Only a minority believe that God exists and almost everyone acknowledges that Britain is becoming an increasingly secular society.
Instead, the national mood appears to be one of benign indifference. Most people give the impression of regarding religion almost as a consumer good, one to be consumed by those who happen to have a taste for it.
Moreover, the existing trend towards secularisation seems almost certain to continue. The incidence of religious belief has declined sharply in recent decades and young people today are significantly less religious than their elders.
More than a third of today's young people describe themselves as either agnostics or atheists. Among middle-aged people and the elderly, the figure is far smaller.
Whereas in 1968 more than three quarters of people, 77 per cent, said they did believe in God, that figure has fallen by nearly half to 44 per cent - a minority of the population.

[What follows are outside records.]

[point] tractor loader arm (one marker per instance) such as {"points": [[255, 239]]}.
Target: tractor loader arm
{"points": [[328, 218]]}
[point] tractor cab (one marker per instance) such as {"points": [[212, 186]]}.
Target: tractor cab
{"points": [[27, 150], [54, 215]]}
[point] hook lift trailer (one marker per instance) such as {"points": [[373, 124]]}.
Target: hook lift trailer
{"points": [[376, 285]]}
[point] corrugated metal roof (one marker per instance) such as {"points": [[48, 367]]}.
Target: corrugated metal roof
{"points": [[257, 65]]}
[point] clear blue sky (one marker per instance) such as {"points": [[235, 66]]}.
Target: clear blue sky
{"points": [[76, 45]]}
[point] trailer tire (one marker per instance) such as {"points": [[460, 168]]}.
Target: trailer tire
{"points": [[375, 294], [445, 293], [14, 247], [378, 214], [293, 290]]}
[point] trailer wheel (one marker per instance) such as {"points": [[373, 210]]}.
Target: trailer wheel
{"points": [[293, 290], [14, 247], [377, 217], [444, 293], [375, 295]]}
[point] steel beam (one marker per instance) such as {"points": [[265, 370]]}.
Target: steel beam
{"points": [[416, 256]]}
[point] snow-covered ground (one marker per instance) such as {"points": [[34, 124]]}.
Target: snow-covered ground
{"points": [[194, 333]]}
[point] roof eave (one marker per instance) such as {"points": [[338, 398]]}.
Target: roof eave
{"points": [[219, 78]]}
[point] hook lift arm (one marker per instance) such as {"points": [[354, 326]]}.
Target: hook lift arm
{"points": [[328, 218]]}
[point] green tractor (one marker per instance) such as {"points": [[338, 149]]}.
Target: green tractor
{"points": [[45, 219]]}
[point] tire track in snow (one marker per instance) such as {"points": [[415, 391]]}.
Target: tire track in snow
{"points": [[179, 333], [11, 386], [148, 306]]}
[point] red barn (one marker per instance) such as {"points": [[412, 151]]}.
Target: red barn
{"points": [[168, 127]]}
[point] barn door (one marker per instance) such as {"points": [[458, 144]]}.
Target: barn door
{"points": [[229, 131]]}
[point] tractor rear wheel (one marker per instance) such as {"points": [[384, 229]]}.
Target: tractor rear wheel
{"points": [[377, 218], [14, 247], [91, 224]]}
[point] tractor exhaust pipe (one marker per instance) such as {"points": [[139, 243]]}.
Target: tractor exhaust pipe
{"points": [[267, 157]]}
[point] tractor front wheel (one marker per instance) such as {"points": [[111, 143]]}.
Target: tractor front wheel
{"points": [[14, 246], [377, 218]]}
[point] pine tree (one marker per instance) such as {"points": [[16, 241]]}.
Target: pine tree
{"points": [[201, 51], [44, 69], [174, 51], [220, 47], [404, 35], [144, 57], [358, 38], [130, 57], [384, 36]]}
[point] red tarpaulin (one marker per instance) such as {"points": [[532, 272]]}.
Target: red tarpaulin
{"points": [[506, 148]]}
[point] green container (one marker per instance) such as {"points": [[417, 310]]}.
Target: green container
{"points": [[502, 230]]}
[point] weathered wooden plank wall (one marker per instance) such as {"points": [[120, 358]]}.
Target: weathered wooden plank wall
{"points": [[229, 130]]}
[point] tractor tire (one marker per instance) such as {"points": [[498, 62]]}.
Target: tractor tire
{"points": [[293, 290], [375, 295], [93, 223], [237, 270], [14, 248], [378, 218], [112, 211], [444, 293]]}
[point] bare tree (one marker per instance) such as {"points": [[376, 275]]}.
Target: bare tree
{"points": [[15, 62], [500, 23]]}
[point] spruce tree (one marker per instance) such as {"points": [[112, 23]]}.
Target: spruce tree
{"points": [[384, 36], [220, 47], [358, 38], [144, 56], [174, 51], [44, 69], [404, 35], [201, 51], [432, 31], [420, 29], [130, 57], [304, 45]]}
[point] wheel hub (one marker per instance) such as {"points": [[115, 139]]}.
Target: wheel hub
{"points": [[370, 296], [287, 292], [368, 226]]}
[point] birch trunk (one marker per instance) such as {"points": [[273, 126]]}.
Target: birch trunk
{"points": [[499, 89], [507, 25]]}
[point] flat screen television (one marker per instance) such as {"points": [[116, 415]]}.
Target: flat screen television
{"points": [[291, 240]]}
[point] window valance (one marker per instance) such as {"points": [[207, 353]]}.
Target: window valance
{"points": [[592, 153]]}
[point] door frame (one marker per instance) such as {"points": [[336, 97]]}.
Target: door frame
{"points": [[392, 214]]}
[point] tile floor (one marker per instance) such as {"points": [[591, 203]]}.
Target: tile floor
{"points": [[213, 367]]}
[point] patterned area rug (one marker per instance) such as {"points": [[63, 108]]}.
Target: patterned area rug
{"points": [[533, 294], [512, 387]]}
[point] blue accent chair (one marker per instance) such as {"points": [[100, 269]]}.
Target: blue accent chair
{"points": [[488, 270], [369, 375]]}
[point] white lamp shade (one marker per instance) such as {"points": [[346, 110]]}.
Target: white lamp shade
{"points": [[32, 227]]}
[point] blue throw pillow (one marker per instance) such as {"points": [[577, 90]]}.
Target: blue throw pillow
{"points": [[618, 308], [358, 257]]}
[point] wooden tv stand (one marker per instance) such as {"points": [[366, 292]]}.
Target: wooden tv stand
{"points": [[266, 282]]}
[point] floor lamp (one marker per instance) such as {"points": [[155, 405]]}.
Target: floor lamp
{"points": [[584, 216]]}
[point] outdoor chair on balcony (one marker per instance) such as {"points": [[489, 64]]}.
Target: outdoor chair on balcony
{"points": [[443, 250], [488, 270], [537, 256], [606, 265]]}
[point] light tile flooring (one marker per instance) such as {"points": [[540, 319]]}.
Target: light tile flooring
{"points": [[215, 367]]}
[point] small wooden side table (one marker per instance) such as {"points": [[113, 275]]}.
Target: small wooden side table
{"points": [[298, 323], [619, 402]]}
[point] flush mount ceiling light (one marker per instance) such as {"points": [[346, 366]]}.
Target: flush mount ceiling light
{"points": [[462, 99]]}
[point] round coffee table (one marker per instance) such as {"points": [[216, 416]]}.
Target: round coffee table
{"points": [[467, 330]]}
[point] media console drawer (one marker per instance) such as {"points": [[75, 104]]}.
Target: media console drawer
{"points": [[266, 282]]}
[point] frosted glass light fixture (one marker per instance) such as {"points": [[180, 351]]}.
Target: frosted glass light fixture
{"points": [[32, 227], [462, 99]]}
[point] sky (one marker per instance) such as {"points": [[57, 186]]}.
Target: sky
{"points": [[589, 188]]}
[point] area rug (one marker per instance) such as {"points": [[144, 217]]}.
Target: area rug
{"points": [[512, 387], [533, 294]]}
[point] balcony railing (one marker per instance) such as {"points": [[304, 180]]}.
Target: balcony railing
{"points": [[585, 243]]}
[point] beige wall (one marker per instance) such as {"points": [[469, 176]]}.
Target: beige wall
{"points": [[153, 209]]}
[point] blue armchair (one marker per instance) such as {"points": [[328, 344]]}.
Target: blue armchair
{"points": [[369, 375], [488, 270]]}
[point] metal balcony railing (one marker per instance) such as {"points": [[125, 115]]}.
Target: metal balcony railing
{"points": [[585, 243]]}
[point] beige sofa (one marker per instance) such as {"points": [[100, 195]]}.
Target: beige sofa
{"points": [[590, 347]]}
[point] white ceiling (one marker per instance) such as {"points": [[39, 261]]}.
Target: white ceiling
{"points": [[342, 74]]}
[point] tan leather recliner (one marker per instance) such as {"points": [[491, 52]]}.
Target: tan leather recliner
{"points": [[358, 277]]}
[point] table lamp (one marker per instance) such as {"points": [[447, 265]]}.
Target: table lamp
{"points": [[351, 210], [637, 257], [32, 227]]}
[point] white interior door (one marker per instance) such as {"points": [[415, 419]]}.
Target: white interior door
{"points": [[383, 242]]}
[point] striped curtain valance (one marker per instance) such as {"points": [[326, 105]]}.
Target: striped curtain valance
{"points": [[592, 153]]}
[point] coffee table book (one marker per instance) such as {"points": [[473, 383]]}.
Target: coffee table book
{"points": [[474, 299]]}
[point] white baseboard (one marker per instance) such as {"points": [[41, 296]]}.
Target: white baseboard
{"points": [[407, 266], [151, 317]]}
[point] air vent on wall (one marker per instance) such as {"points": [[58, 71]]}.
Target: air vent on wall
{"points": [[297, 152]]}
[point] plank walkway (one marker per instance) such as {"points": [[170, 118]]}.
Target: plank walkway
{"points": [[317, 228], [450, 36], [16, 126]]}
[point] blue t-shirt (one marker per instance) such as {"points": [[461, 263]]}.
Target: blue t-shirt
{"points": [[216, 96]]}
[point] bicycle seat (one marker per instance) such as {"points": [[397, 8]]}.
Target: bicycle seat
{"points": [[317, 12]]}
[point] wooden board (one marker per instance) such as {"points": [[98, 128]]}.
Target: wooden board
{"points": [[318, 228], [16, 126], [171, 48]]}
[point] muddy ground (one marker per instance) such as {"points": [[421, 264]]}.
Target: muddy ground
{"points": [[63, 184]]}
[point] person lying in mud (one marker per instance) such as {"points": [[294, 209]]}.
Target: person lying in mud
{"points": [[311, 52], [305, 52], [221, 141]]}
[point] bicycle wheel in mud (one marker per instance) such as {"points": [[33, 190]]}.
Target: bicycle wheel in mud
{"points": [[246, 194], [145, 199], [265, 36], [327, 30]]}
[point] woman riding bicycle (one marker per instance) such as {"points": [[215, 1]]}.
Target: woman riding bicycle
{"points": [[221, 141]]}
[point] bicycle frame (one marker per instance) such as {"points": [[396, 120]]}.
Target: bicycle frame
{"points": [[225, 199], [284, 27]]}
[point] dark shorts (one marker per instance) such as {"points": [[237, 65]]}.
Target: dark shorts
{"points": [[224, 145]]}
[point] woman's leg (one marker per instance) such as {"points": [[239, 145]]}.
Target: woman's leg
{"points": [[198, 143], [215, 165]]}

The proportion prepared to admit that it does not believe in God has more than trebled from a mere 11 per cent in the late-1960s to 35 per cent today.
The nature of many people's beliefs also appears to be subtly shifting. Among the 44 per cent of YouGov's respondents who professed a belief in the Almighty, more than a tenth were clearly not monotheists in the usual sense, believing in one God and only one.
A fair proportion, three per cent, claimed to believe in more than one God and 10 per cent described themselves as believing in "some other kind of Supreme Being".